The next step in the cruise planning is to make reservations in advance for a slip or mooring ball. Popular towns on summer weekends may need reservations a couple of months in advance. If you are cruising to a hot spot on a holiday weekend you should allow more time. Over the past few years, we have never had a problem for dockage mid-week with more than a day to a few days’ notice. For Block Island, Nantucket and Martha’s Vineyard make a reservation as soon as you can. Some marinas have 24 to 72-hour cancellation policy. I have seen unreasonable fees for not showing up due to bad weather. Some marinas may give you credit for a future night while the better marinas do not charge for not making it in bad weather. During your planning, I would mix up stays at marinas with nights on the hook in a protected bay. The navigation books give details on depth, wind protection and holding ground. When on the hook, set your anchor alarm in case you drift.
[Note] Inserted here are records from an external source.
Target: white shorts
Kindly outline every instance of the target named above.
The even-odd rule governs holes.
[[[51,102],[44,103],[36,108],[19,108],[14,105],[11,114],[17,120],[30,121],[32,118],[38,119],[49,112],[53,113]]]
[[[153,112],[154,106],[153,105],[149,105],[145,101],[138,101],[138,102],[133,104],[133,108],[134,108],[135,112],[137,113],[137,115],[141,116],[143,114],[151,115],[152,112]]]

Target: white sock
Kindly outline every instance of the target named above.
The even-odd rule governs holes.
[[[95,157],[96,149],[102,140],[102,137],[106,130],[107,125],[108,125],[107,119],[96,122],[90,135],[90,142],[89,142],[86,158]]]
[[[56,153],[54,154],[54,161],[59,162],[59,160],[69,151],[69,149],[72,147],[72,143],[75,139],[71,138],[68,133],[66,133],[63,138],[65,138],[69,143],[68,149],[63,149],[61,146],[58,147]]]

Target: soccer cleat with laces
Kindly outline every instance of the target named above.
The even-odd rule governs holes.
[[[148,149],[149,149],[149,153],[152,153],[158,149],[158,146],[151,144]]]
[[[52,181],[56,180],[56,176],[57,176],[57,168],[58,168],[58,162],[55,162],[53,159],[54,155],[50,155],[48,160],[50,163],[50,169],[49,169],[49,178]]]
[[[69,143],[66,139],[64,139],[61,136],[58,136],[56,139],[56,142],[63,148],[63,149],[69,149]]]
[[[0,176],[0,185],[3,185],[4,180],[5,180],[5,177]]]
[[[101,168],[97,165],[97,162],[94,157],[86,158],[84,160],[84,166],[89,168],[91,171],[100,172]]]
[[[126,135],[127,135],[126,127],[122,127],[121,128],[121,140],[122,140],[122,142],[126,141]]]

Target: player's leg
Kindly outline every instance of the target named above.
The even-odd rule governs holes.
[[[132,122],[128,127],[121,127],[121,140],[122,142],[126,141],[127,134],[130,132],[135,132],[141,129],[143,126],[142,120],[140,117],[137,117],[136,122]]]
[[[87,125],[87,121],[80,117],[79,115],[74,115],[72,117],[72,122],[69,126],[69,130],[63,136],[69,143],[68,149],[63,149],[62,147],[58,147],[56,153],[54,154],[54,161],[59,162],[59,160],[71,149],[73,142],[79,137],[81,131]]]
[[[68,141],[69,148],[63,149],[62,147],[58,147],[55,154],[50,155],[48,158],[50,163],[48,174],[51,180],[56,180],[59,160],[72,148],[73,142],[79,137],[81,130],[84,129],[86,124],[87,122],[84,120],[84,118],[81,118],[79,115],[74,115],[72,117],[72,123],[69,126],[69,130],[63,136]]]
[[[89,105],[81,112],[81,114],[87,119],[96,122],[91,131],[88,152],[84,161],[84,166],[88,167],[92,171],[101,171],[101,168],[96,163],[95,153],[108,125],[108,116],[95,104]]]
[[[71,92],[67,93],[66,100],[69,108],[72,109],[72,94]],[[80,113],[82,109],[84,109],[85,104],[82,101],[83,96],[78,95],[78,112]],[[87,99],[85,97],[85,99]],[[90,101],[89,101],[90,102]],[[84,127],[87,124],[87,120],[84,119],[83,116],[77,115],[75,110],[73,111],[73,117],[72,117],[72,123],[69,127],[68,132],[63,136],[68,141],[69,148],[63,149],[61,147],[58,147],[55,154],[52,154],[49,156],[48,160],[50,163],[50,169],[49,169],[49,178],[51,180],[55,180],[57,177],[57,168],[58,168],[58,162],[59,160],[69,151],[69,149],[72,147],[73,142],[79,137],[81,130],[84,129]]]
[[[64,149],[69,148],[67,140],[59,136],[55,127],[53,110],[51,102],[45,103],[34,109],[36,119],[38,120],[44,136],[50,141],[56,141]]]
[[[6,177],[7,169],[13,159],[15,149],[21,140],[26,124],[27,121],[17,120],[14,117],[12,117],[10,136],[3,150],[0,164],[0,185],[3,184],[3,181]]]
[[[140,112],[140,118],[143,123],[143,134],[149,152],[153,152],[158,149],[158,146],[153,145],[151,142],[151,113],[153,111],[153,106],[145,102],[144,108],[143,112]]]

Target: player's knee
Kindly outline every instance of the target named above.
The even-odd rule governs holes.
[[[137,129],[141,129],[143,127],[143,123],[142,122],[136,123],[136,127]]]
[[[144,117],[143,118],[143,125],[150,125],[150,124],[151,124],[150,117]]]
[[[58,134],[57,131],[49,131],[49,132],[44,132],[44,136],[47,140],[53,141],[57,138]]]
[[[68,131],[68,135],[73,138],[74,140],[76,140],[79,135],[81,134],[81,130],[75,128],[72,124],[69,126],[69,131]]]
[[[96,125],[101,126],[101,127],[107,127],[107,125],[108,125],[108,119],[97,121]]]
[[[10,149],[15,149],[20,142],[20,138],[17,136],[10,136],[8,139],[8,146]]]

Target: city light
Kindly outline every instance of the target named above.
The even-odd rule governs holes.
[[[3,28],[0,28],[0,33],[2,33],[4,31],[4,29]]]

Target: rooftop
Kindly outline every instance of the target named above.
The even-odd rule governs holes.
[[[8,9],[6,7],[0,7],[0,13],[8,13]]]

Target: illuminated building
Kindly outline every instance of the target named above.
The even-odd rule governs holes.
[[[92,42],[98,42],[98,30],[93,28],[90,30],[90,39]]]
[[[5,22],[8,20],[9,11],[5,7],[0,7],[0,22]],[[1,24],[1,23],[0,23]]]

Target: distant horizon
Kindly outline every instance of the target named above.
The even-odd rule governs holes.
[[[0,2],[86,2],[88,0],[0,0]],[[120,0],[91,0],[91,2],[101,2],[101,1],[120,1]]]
There is an app for smartphones called Drag Queen or Anchor Watch that monitors drift if you do not have an anchor alarm.
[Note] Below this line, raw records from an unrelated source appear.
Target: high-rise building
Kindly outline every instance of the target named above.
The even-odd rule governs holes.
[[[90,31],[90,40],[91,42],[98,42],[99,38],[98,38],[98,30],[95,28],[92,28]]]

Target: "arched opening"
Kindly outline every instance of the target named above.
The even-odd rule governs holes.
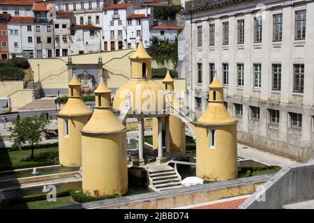
[[[146,63],[142,63],[142,73],[143,74],[143,77],[146,78]]]

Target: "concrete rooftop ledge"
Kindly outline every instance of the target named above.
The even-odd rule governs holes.
[[[119,208],[120,205],[127,206],[128,204],[131,204],[132,203],[156,203],[158,201],[164,200],[167,198],[172,199],[174,197],[178,197],[179,195],[181,196],[190,196],[194,197],[196,194],[200,193],[208,193],[209,191],[216,191],[221,190],[228,190],[232,189],[233,187],[246,187],[250,185],[260,185],[269,178],[271,178],[274,174],[265,174],[260,176],[255,176],[248,178],[237,178],[234,180],[227,180],[224,182],[216,182],[212,183],[203,184],[201,185],[197,185],[188,187],[181,187],[178,189],[174,189],[170,190],[160,191],[160,192],[153,192],[149,193],[131,195],[128,197],[122,197],[115,199],[110,199],[107,200],[97,201],[93,202],[85,203],[82,204],[69,206],[66,207],[59,208],[60,209],[97,209],[97,208]],[[255,188],[255,187],[254,187]],[[244,195],[246,192],[244,192]],[[246,193],[247,194],[247,193]],[[204,197],[204,195],[202,195]],[[231,196],[232,197],[232,196]],[[193,198],[192,197],[192,199]],[[187,203],[191,204],[190,201],[188,201]],[[170,202],[171,203],[171,202]],[[136,205],[135,205],[136,206]],[[174,205],[175,206],[175,205]],[[175,208],[182,206],[182,205],[178,205],[177,206],[168,206],[166,208]],[[148,207],[151,206],[148,205]],[[154,205],[153,205],[154,207]]]

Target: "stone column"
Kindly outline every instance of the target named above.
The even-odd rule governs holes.
[[[138,158],[140,166],[144,166],[144,118],[138,120]]]
[[[170,153],[170,131],[169,129],[169,118],[170,116],[165,117],[165,127],[166,127],[166,152]]]

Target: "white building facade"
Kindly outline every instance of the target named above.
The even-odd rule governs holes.
[[[9,57],[34,58],[33,18],[11,17],[8,22]]]
[[[204,112],[216,73],[240,141],[308,160],[314,155],[314,1],[224,3],[185,3],[188,106],[197,116]]]
[[[0,14],[33,17],[33,0],[2,0],[0,1]]]
[[[75,25],[70,30],[70,55],[100,52],[101,28],[93,25]]]
[[[135,49],[142,39],[148,47],[149,29],[154,24],[150,8],[134,8],[132,3],[112,4],[104,8],[103,45],[105,51]]]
Planning a cruise requires a safety check of your electronics, radar, radio, flares, personal flotation devices and fire extinguishers. For our open water cruising, we purchased an ACR EPIRB. We bought this because on one of our cruises we were 20 miles offshore and potentially out of radio assistance. We also purchased a small battery operated marine GPS in case we lost our electronics on board. Keep in mind that smartphone GPS can work if you are in the range of a cell tower.
Have a Plan B when cruising. Do not push yourself if conditions don’t warrant it. Your original itinerary should be for a good week of weather. Plan B is in the event you lose a few days due to storms. Think about how you and your family will entertain yourselves if you are stuck somewhere. When we were in Burlington on Lake Champlain during a rainy day we rented a car for $40 and drove to the Ben and Jerry’s Ice Cream factory for a perfect road trip away from the water. While in Clinton Connecticut on a miserable day we asked the marina to give us a lift to a huge outlet mall nearby.
When departing in the morning, we always look at the MyRadar app on my smartphone. This has been very helpful in seeing where any storms are going. I always follow this up by listening to the NOAA radio station and then viewing it online.
Lastly, take it slow, safe and have fun. Enjoy your cruise minus the formal nights!